Pierre Petit, Comte de Lasteyrie, dans Panthéon des illustrations françaises au XIXe siècle, t. III, planche 23, XIXe siècle, Compiègne, musée national du château de Compiègne, ©musée national du château de Compiègne. Lithographie sur papier Japon contrecollé sur papier Chine, 40 x 28,5 cm.

Auteur(s) de la notice :

LUNEAU Jean-François

Profession ou activité principale

Homme politique

Autres activités
Critique, journaliste, historien de l’art

Sujets d’étude
Arts industriels, vitrail, orfèvrerie

Carrière
1827 : élève externe à l’École des mines
1830 : administration des Ponts et Chaussées
1830 : aide de camp du général Lafayette
1831-1838 : rédacteur à la direction des Cultes (ministères de l’Instruction publique, de l’Intérieur et de la Justice)
1842-1848 : élu député de l’arrondissement de Saint-Denis, 14e circonscription de la Seine (avec réélection en 1846)
1847 : membre de la Commission pour la restauration des vitraux de la Sainte-Chapelle
1848-1851 : membre du conseil général de la Seine et de la Commission municipale de Paris
1848 : représentant du département de la Seine à l’Assemblée constituante
1849 : représentant du département de la Seine à l’Assemblée législative
1851 : opposition au coup d’État
1848-1852 : membre du Comité historique des arts et monuments (CHAM)
1848-1853 : membre de la Commission des arts et édifices diocésains (CAED), section des vitraux peints et ornements religieux
1848-1853 : membre de la Commission des monuments historiques (CMH)
1857 : candidat de l’opposition démocratique aux élections du Corps législatif dans la 8e circonscription de la Seine
1871 : conseiller général de la Corrèze
1871-1878 : membre de la Commission des monuments historiques (CMH)
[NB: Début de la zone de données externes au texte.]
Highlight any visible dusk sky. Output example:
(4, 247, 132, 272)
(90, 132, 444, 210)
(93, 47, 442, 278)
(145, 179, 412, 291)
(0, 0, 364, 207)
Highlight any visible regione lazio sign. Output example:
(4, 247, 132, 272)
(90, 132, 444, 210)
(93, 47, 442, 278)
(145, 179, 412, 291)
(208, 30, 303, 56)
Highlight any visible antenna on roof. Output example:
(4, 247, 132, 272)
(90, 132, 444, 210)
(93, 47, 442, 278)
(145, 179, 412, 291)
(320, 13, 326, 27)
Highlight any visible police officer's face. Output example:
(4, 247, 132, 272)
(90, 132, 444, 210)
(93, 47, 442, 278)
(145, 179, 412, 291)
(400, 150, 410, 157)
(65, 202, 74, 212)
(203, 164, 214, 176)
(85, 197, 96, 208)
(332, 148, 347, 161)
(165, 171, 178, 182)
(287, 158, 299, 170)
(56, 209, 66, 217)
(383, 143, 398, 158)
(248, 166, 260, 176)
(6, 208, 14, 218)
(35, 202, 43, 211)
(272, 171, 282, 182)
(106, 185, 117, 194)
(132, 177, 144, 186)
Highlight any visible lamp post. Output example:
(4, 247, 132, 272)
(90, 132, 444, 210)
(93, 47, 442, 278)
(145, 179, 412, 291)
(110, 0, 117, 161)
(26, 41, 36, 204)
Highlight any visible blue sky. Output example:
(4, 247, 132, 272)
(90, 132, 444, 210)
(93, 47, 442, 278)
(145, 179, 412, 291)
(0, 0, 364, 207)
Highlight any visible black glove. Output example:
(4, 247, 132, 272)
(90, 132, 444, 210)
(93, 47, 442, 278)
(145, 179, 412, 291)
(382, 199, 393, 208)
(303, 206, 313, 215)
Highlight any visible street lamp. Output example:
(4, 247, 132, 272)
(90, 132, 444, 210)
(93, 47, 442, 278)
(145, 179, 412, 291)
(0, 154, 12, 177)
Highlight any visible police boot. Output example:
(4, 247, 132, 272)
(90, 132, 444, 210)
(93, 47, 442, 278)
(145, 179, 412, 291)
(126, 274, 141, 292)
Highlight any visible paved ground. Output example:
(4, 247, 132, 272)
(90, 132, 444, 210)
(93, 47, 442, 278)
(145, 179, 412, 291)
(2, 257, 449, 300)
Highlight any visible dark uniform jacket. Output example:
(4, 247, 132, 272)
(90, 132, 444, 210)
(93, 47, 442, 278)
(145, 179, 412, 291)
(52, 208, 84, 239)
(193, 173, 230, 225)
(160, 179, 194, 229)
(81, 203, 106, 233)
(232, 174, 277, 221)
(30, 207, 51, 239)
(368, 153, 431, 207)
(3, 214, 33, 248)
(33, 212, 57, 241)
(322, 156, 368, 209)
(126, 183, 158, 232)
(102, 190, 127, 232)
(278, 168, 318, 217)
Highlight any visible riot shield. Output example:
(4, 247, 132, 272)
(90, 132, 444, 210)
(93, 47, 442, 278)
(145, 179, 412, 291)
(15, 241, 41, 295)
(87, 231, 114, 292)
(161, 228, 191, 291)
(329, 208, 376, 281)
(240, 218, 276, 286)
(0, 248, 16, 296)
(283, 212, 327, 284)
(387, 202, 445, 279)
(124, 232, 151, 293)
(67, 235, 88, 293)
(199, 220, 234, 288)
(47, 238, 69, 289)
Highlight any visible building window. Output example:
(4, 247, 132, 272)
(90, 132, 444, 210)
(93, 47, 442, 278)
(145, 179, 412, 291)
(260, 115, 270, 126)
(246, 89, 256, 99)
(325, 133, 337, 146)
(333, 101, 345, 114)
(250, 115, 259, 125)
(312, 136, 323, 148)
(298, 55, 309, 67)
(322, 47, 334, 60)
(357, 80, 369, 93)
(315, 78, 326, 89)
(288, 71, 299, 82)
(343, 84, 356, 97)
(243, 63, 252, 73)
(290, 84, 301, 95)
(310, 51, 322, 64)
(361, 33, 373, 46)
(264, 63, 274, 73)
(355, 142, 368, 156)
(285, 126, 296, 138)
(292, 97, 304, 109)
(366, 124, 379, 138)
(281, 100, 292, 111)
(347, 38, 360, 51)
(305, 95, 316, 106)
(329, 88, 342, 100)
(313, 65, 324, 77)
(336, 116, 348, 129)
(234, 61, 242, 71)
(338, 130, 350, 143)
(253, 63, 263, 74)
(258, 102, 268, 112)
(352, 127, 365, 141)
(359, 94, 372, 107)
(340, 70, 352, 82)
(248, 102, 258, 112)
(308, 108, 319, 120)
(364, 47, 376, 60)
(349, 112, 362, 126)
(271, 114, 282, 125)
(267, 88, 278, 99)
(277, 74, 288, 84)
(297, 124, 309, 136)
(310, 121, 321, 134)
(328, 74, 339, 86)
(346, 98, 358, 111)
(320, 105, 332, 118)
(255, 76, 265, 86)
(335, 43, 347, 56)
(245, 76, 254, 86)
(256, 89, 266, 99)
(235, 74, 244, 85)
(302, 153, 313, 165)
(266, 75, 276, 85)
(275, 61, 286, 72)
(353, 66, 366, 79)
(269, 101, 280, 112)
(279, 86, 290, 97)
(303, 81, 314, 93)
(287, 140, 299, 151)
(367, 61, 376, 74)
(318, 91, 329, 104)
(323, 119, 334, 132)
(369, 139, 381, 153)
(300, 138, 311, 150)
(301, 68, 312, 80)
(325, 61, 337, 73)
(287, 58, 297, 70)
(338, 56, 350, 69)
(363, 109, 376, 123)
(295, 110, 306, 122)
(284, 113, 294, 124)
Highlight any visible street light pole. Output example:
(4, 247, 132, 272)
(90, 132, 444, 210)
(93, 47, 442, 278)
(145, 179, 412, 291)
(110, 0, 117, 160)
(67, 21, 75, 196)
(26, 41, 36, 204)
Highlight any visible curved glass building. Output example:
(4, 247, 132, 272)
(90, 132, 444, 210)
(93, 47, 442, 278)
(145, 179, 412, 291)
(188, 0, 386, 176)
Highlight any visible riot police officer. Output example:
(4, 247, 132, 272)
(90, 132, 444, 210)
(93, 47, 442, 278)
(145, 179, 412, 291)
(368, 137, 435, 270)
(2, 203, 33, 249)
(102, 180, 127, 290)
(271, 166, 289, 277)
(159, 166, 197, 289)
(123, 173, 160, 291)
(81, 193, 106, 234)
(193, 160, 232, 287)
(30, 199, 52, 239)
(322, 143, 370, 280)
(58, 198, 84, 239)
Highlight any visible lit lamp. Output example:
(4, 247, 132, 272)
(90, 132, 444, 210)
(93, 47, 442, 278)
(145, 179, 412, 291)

Membre de la Société des antiquaires de France (1851), de l’Académie des inscriptions et belles-lettres (avril 1860), de la Société archéologique et historique du Limousin (1860)

Étude critique

Dès 1836, Charles Léon Ferdinand, comte de Lasteyrie du Saillant se tourne vers les arts industriels du Moyen Âge. L’influence de son père, Charles-Philibert de Lasteyrie (1759-1849), promoteur français de la lithographie, est sans doute déterminante dans ce choix, non moins que sa formation première à l’école des Mines, qui lui donne des connaissances pratiques utiles pour comprendre et distinguer les procédés techniques. Il ne dédaigne cependant pas l’art de son temps : alors qu’il assume des mandats électifs sous la Seconde République, et au moment où Léon de Laborde rapporte sur l’Exposition universelle de 1851 (De l’union des arts et de l’industrie, 1856), il participe à une commission parlementaire pour l’enseignement professionnel et au Conseil de perfectionnement des manufactures nationales, au nom duquel il publie un rapport sur l’exposition des manufactures de Sèvres, des Gobelins et de Beauvais (1850). Enfin, il propose en 1863 la création d’un musée municipal des arts industriels.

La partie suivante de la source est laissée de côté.